I hope to help change that and so have been working on a major update to the BBoR (including converting it to PDF form, probably the most requested feature). Earlier than later, hopefully, and as my off-work hours permit.
Sometime after March 2011 was when I started thinking about writing a programming book. This was after I had tried teaching the first learn-to-code class at General Assembly, an 8PM Thursday class called: “Coding for Beginners: Data Mashing with APIs”. Here’s the description I wrote up for the class:
Students will learn the fundamentals of programming by creating simple yet powerful scripts to collect and organize the data found in Web services such as Twitter, Google Maps, and Foursquare. The class will walk through sample Ruby code to understand the basic theory of programming, including variables, methods, arrays and loops. At the end, students will be able to write a fully-functional custom script to access and scrape website data.
This class is intended for absolute newbies and those beginning to learn how to code. Laptops are optional. Code for the lesson will be provided so that students can follow along during class and after. Prerequisites: None.

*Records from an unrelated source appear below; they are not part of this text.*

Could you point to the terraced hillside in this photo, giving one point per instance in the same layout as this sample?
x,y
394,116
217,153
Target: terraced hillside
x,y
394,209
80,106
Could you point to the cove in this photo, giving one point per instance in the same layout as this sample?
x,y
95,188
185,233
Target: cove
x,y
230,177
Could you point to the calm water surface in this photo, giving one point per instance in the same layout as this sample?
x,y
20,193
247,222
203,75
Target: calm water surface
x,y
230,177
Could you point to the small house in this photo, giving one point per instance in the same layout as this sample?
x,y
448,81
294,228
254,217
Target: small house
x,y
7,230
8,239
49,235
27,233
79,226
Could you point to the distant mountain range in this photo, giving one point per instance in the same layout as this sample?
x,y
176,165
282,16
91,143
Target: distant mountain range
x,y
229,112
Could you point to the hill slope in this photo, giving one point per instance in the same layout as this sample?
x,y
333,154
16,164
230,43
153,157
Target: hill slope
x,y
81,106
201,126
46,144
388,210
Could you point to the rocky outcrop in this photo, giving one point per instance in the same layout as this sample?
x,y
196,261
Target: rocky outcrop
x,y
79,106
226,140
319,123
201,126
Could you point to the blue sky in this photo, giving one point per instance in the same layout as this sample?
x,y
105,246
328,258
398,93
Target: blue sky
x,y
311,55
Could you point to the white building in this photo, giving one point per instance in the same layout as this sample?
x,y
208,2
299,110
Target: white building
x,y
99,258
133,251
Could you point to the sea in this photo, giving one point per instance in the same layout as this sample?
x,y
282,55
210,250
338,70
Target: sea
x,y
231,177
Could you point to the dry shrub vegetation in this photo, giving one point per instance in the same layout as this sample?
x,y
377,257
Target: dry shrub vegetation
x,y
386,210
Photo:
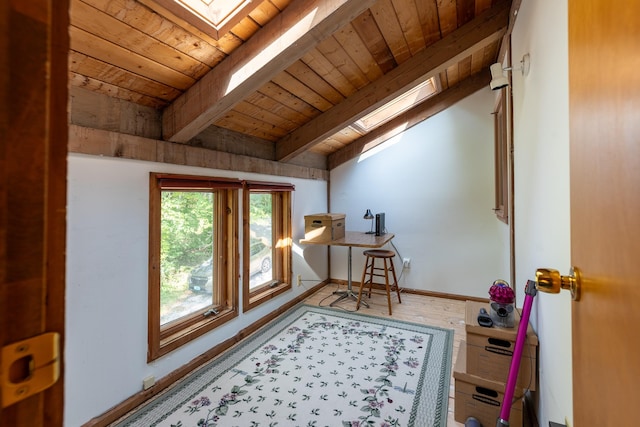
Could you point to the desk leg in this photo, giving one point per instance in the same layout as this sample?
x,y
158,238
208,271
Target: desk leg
x,y
349,292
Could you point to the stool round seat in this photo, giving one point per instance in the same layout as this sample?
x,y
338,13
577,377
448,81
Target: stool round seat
x,y
379,253
371,271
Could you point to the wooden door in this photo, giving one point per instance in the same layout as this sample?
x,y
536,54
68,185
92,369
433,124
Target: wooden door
x,y
33,148
604,98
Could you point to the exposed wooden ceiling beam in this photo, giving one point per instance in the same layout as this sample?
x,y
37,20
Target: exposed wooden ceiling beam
x,y
483,30
275,47
412,117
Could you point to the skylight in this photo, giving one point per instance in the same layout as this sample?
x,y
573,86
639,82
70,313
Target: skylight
x,y
215,17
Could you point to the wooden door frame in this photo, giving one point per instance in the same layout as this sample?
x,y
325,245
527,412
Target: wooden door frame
x,y
33,173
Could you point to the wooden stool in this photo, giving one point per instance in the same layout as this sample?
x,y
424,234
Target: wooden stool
x,y
370,271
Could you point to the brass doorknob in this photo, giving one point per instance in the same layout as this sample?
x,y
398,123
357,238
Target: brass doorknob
x,y
550,281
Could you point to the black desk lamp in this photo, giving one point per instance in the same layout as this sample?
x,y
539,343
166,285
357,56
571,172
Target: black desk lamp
x,y
369,215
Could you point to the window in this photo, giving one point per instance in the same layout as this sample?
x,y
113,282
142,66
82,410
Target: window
x,y
214,17
501,149
193,268
267,242
397,106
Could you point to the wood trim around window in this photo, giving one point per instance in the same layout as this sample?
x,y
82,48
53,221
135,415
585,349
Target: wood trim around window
x,y
164,339
281,234
501,153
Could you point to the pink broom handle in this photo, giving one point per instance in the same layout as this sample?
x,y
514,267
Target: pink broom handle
x,y
505,410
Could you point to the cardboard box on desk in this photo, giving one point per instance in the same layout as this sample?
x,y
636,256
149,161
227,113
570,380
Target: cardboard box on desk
x,y
481,398
324,227
490,350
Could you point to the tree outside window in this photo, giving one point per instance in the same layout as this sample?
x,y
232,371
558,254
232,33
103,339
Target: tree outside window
x,y
193,269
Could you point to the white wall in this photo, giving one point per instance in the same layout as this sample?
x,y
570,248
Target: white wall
x,y
542,217
107,259
435,182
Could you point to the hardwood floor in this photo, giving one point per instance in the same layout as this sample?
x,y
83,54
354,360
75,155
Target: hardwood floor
x,y
442,312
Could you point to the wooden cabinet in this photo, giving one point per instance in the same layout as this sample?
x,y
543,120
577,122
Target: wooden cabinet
x,y
482,368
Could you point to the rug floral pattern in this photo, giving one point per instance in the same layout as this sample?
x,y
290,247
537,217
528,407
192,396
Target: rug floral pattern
x,y
322,368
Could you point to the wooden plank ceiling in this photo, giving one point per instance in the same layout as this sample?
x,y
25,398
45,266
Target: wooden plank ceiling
x,y
294,75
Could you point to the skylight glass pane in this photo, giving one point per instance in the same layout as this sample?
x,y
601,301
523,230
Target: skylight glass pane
x,y
397,106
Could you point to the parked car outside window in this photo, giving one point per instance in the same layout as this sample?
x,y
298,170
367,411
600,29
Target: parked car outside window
x,y
201,277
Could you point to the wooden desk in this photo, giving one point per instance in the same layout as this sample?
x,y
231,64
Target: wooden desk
x,y
353,239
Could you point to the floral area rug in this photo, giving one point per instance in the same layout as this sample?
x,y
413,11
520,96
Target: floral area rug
x,y
316,366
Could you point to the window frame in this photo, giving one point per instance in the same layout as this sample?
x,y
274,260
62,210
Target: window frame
x,y
166,338
281,234
501,157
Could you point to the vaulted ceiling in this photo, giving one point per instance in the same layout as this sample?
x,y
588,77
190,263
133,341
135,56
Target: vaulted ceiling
x,y
287,77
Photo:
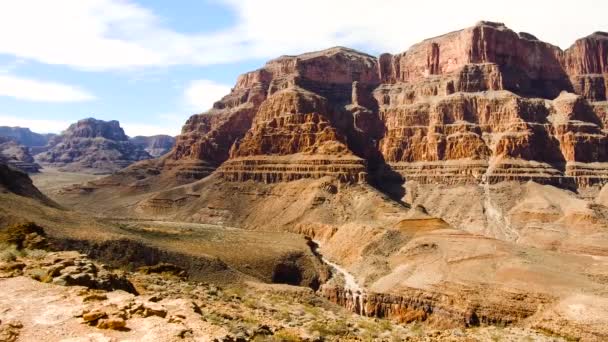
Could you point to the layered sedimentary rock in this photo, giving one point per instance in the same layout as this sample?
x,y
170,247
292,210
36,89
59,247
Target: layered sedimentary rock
x,y
155,145
484,104
18,155
25,136
92,145
586,62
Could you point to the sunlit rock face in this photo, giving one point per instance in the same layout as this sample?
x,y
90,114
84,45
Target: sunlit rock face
x,y
483,104
92,145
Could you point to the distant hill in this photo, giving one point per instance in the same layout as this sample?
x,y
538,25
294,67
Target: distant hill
x,y
155,145
92,145
25,136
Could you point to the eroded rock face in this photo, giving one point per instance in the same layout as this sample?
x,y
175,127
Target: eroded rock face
x,y
587,65
484,104
25,136
155,145
92,145
17,155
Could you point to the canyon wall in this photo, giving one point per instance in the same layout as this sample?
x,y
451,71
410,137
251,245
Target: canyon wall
x,y
481,105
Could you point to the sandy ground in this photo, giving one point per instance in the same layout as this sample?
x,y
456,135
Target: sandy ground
x,y
49,180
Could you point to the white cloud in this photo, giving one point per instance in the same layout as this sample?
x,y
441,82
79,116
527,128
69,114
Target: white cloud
x,y
201,94
41,91
162,126
119,34
135,129
36,125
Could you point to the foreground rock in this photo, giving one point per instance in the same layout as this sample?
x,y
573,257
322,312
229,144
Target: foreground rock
x,y
92,145
496,140
170,309
25,136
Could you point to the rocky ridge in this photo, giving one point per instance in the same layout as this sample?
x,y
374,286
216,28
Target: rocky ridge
x,y
155,145
463,127
472,106
17,155
94,146
25,136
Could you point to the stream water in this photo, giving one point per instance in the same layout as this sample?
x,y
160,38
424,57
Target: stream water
x,y
351,285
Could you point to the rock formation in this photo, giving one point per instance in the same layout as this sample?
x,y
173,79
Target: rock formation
x,y
94,146
155,145
18,155
465,126
25,136
480,105
15,181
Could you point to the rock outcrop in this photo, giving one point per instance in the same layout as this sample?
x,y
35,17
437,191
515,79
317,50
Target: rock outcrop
x,y
155,145
480,105
92,145
25,136
17,155
13,180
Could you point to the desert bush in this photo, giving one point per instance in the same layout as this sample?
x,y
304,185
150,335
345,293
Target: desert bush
x,y
286,336
40,275
330,328
35,253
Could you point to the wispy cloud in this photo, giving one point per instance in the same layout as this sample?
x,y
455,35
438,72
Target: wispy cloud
x,y
36,125
41,91
201,94
120,34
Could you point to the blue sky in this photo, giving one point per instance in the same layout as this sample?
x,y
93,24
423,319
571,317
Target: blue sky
x,y
151,64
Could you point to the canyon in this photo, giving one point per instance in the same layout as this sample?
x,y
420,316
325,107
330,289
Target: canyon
x,y
461,183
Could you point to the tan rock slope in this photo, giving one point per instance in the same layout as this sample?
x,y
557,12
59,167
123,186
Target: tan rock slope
x,y
94,146
496,139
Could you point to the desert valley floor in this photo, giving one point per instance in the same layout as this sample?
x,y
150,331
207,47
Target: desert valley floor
x,y
457,191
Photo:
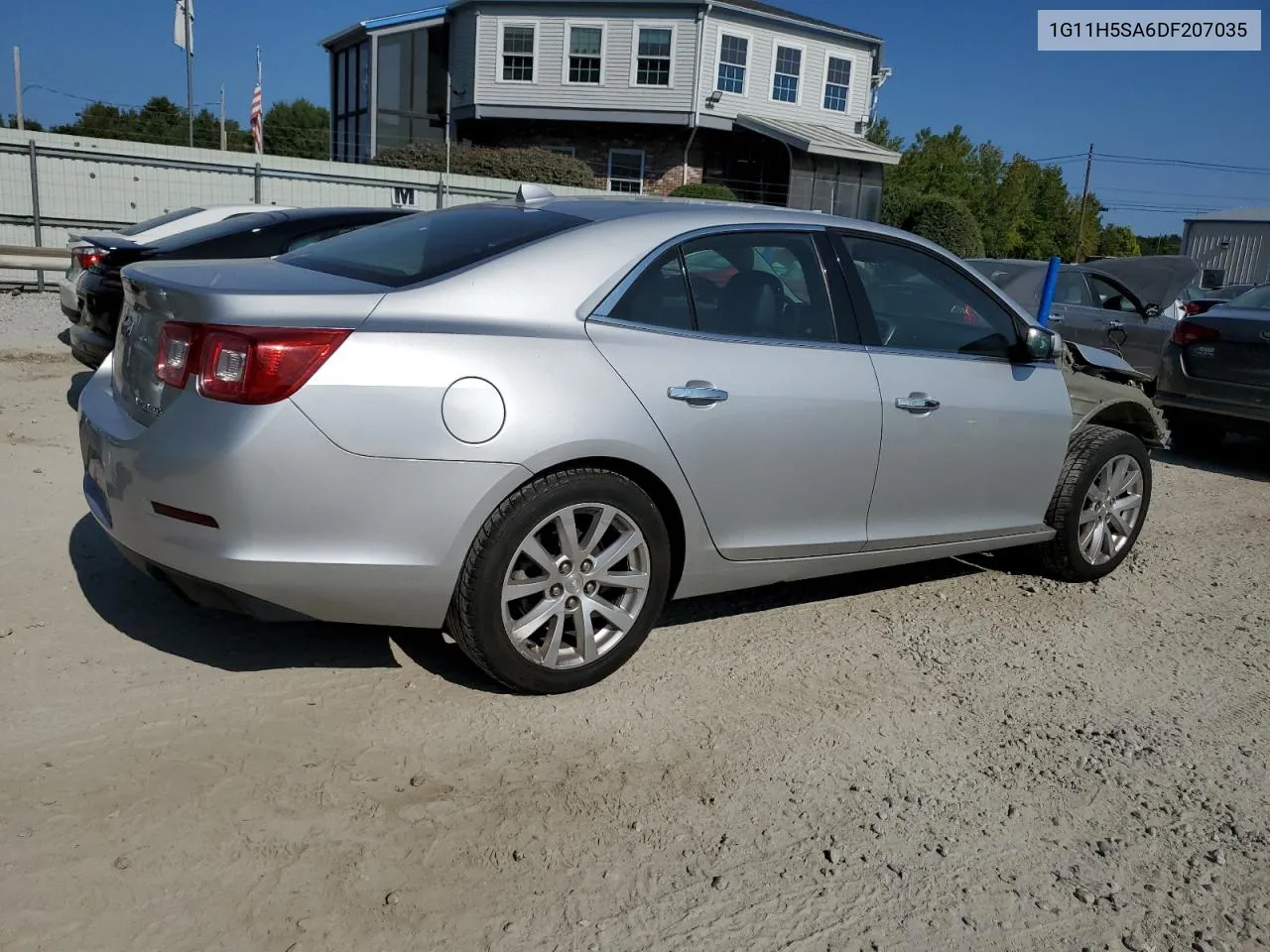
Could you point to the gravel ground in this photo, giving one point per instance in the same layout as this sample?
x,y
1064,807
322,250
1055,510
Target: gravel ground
x,y
931,758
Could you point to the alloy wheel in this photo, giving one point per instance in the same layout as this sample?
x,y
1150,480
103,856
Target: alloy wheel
x,y
575,585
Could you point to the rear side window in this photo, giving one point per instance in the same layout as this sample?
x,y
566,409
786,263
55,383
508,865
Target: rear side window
x,y
160,220
431,244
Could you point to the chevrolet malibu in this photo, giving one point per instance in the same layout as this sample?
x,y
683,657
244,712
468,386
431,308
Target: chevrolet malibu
x,y
534,421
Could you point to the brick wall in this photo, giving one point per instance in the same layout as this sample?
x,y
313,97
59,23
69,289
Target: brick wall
x,y
663,150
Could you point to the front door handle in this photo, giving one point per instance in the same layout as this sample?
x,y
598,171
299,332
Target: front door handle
x,y
698,393
917,404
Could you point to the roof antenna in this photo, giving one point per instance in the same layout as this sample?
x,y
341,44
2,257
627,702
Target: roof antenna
x,y
530,191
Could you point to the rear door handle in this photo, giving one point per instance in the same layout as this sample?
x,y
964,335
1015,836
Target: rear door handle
x,y
917,404
698,393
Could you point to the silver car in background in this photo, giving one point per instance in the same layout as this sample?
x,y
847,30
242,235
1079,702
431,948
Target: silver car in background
x,y
534,421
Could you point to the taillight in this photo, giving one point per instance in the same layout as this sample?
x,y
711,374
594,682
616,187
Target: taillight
x,y
243,365
1187,333
175,353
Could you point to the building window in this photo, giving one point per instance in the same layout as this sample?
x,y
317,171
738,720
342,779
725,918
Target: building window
x,y
517,54
786,71
626,171
733,60
653,56
837,82
585,54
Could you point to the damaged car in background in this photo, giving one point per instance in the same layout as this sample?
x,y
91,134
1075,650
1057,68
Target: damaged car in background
x,y
534,421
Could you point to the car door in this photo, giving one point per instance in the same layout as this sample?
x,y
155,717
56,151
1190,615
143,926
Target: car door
x,y
758,386
973,435
1074,312
1134,333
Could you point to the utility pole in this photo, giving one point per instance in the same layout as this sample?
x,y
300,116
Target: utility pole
x,y
190,68
17,86
1084,195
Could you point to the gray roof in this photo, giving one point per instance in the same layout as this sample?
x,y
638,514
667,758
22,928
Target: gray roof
x,y
818,140
1234,214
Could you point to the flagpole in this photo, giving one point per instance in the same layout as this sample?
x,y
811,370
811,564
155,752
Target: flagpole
x,y
190,73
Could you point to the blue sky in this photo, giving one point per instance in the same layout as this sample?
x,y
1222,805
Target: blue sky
x,y
973,63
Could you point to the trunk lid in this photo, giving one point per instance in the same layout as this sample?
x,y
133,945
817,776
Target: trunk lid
x,y
258,293
1238,354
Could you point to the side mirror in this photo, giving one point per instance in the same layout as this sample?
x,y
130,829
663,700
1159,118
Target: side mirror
x,y
1042,344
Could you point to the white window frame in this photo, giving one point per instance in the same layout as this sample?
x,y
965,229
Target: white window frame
x,y
825,80
675,40
608,169
538,61
568,45
749,59
802,75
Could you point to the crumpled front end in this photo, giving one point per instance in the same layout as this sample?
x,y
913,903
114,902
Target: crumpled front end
x,y
1100,394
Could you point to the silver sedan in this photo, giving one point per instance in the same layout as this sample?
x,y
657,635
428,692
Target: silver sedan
x,y
534,421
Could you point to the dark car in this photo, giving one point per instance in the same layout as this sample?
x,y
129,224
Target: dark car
x,y
1199,299
1215,372
257,235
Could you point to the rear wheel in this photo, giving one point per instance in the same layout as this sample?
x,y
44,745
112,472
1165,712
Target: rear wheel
x,y
563,583
1098,506
1194,434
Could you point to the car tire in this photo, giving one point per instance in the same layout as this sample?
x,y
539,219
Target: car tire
x,y
1078,507
484,622
1194,434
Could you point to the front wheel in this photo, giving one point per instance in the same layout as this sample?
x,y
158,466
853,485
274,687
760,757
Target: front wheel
x,y
563,583
1098,506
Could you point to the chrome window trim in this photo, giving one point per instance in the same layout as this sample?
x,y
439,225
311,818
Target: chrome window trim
x,y
608,301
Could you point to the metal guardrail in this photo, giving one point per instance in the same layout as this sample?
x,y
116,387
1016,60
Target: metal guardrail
x,y
33,259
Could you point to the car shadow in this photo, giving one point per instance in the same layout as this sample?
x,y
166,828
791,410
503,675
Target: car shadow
x,y
150,612
77,382
1246,458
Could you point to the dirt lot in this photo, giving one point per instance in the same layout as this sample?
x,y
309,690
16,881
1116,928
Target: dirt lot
x,y
937,758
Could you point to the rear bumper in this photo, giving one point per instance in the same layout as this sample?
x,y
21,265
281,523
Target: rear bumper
x,y
1238,403
303,526
89,347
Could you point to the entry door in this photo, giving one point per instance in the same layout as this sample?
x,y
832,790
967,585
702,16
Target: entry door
x,y
772,419
971,443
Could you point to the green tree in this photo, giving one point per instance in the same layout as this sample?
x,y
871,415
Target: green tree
x,y
298,128
1118,241
1160,244
949,221
879,134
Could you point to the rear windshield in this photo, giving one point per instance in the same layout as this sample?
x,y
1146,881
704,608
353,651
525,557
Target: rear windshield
x,y
1259,298
238,225
160,220
430,244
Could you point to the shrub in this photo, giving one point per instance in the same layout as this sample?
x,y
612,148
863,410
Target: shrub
x,y
898,206
698,189
951,222
532,166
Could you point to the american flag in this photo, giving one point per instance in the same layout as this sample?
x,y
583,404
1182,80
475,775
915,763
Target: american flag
x,y
258,109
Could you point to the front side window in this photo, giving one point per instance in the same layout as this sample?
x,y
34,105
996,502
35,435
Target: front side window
x,y
733,61
789,67
518,54
837,82
585,45
626,171
921,302
653,56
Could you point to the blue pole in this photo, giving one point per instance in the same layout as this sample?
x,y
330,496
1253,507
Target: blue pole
x,y
1047,293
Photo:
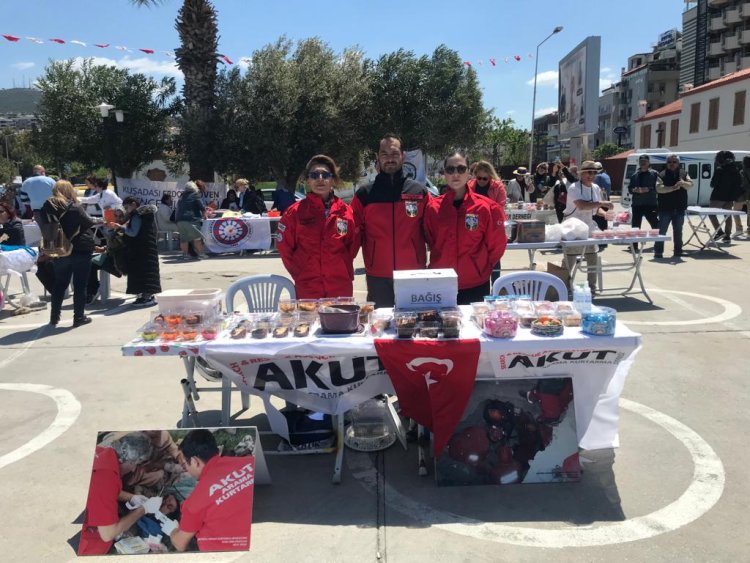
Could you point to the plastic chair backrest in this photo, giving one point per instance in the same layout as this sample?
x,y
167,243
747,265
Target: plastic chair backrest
x,y
534,284
261,292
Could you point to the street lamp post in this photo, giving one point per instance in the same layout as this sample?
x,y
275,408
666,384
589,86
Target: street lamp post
x,y
558,29
104,109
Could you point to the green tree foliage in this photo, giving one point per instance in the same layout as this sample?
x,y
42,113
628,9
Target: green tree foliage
x,y
434,103
289,106
502,143
71,128
605,151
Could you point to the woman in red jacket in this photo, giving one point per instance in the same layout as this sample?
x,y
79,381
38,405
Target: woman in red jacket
x,y
317,236
465,231
486,182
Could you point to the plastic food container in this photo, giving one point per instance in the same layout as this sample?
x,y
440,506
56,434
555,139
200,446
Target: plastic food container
x,y
405,322
429,329
339,318
547,326
451,323
287,305
500,324
599,321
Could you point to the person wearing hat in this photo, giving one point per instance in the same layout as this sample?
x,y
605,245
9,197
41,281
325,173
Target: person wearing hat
x,y
643,186
602,179
521,186
583,202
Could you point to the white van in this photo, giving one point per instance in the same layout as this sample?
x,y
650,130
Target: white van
x,y
698,164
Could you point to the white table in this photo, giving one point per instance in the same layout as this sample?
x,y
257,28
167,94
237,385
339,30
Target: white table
x,y
531,248
634,265
235,234
704,227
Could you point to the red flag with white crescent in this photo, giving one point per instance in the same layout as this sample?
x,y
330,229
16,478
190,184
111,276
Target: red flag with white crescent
x,y
433,380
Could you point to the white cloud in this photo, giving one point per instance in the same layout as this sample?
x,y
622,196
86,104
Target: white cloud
x,y
144,65
544,111
546,78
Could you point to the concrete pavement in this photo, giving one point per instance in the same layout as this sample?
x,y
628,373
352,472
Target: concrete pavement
x,y
676,489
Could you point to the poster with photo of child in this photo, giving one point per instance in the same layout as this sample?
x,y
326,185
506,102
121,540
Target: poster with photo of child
x,y
514,431
160,491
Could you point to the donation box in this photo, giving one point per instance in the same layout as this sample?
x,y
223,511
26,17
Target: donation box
x,y
425,288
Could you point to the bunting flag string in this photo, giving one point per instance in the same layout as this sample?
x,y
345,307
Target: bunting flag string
x,y
223,58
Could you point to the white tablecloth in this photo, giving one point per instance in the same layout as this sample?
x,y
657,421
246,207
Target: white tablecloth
x,y
31,233
333,374
235,234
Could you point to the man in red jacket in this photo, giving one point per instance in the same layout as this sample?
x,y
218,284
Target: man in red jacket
x,y
389,215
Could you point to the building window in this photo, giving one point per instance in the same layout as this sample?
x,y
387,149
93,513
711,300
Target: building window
x,y
713,114
695,114
646,137
674,130
739,108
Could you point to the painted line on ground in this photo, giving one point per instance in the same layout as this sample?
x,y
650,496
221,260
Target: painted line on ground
x,y
704,491
731,310
68,410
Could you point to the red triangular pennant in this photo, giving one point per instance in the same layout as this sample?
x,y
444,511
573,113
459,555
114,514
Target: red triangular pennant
x,y
433,380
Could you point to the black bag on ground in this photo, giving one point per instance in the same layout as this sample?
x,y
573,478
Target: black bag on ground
x,y
45,273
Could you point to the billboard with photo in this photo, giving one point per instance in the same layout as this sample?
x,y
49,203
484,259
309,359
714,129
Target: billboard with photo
x,y
578,91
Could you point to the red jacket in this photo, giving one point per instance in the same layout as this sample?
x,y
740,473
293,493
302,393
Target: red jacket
x,y
389,215
496,191
470,239
318,251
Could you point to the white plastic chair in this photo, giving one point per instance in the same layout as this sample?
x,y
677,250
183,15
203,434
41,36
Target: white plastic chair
x,y
534,284
261,292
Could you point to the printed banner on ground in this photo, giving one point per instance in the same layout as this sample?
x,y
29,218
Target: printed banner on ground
x,y
170,490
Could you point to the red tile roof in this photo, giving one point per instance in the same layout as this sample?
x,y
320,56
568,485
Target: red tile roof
x,y
669,109
728,79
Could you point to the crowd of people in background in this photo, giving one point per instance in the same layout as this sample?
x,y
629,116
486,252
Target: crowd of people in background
x,y
393,219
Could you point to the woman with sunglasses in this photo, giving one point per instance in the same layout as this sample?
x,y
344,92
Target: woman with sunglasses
x,y
317,237
486,182
465,231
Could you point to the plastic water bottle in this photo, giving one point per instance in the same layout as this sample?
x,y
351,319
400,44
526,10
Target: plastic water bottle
x,y
579,297
586,298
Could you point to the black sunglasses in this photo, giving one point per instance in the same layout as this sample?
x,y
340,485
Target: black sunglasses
x,y
460,169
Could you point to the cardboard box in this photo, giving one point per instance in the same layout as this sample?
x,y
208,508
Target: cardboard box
x,y
425,289
530,231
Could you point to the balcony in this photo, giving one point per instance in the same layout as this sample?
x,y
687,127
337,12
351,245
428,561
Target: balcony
x,y
732,15
731,42
717,24
715,49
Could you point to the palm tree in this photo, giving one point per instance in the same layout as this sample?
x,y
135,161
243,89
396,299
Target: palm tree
x,y
197,26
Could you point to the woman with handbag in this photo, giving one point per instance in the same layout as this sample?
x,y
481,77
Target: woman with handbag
x,y
67,236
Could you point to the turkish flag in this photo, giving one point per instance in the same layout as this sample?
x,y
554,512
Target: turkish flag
x,y
433,380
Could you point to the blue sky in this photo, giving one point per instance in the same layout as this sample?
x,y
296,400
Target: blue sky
x,y
477,29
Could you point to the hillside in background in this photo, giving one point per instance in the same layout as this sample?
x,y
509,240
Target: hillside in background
x,y
19,100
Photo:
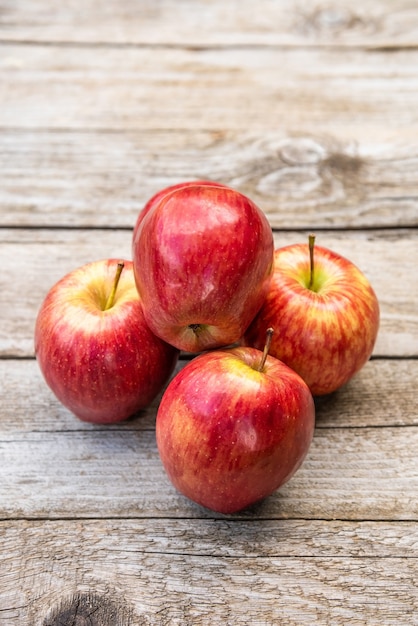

(Before you spit out your coffee, I do reflect below about how hilariously absurd this synopsis is, in retrospect)
Jenny 8. Lee at Hacks/Hackers) introduced me to GA but I remember the GA coordinator and I both thinking, “Who the hell actually wants to learn basic programming?” I don’t know what the average price for a GA class was then. But I know when we set the price at $30 for a 2-3 hour class, I thought it was too high and we’d end up with a pretty bare turnout.
And I was wrong: it was the fastest-selling class in GA’s then-young history and sold out in a day. And thankfully, the interest doesn’t seem to be a fluke: GA today regularly holds beginners’ programming classes, ranging from price of $175 for an afternoon to $3,000 for an eight-week Rails course (including Ruby fundamentals).
My own class didn’t go terribly well because, as I’ve found out since then, it’s kind of difficult to cover in 3 hours the programming fundamentals (variables/methods/if statements/for-loops in order to create a mashup from Twitter and Foursquare APIs) that it takes real teachers a semester to cover, especially to an audience mostly unfamiliar with the command line.
So the Ruby book was an attempt to create a resource that might actually be helpful for aspiring coders. Less than half a million pageviews might not much. But it’s been gratifying to see the Ruby book continue to be used even in its messy draft form by beginners who are incredibly committed to learning new things in life. I hope the next revision of the Ruby book will be even more useful to them.
Other resources: Who knows when I’ll actually finish. In the meantime, a lot of great programming resources have come out this past year, too many to list so I’ll just point out the Ruby ones. Free resources include Zed Shaw’s Ruby version of his Learn to Code the Hard Way and Codecademy’s Ruby track. Sau Sheong Chang’s Exploring Everyday Things with R and Ruby is one of my favorite books I’ve bought this year and it follows a philosophy similar to mine: use code to do creative, real-world problem solving.